Quanto denaro ci serve per vivere? Quanto potere, per esorcizzare le nostre paure? Riusciamo a sentire il senso profondo della vita? Costruire un’intima identità è un processo difficilissimo e in controtendenza con la pressione politica e sociale.
«Conferendis pecuniis ergo sollicitae tu causa, pecunia, vitae! Per te immaturum mortis adimus iter; tu vitiis hominum crudelia pabula praebes, semina curarum de capite orta tuo» (Per ammassare ricchezze, sei tu, denaro, la causa di una vita agitata! A causa tua prendiamo prima del tempo la strada della morte; ai vizi degli uomini fornisci dei crudeli pascoli, dalla tua testa germogliano i semi degli affanni). Con questi versi del poeta latino Properzio, si chiude Delenda Carthago di Franco Battiato. Il titolo del brano riprende un’esortazione (divenuta nel tempo proverbiale) del senatore romano Marco Porcio Catone, con cui chiosava i suoi interventi in assemblea per esortare i concittadini affinché ogni minaccia da parte della vicina Cartagine venisse preventivamente soffocata nel sangue; come in effetti avvenne intorno al 146 avanti Cristo, quando la leggenda narra che la città fu rasa al suolo e sulle sue fondamenta venne sparso sale, affinché non attecchisse mai più alcun segno di vita.

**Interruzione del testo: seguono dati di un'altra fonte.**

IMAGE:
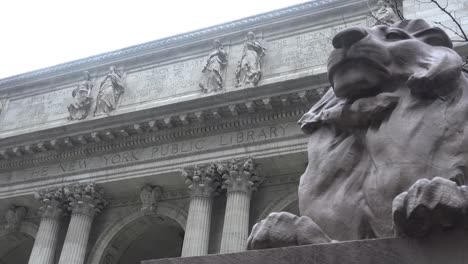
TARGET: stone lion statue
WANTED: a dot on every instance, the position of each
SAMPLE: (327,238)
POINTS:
(388,144)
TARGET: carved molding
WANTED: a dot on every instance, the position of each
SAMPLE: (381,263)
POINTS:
(164,43)
(14,217)
(53,202)
(160,130)
(240,176)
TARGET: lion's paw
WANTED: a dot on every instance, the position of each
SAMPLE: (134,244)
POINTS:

Battiato narra le gesta di legioni che vanno per terre sconosciute a fondare colonie a immagine di Roma; tra invasori che si cullano nei piaceri, ammassando potere e denaro, e genti che subiscono la loro dominazione trasformandosi in turbe che in circhi e stadi assistono fameliche a riti di sangue. Di fatto si tratta di un testo cadenzato, quasi meditativo, tant’è che dopo il terzo ascolto non si può fare a meno di chiedersi: che volto e sapore ha la Roma che pervade oggi le nostre vite?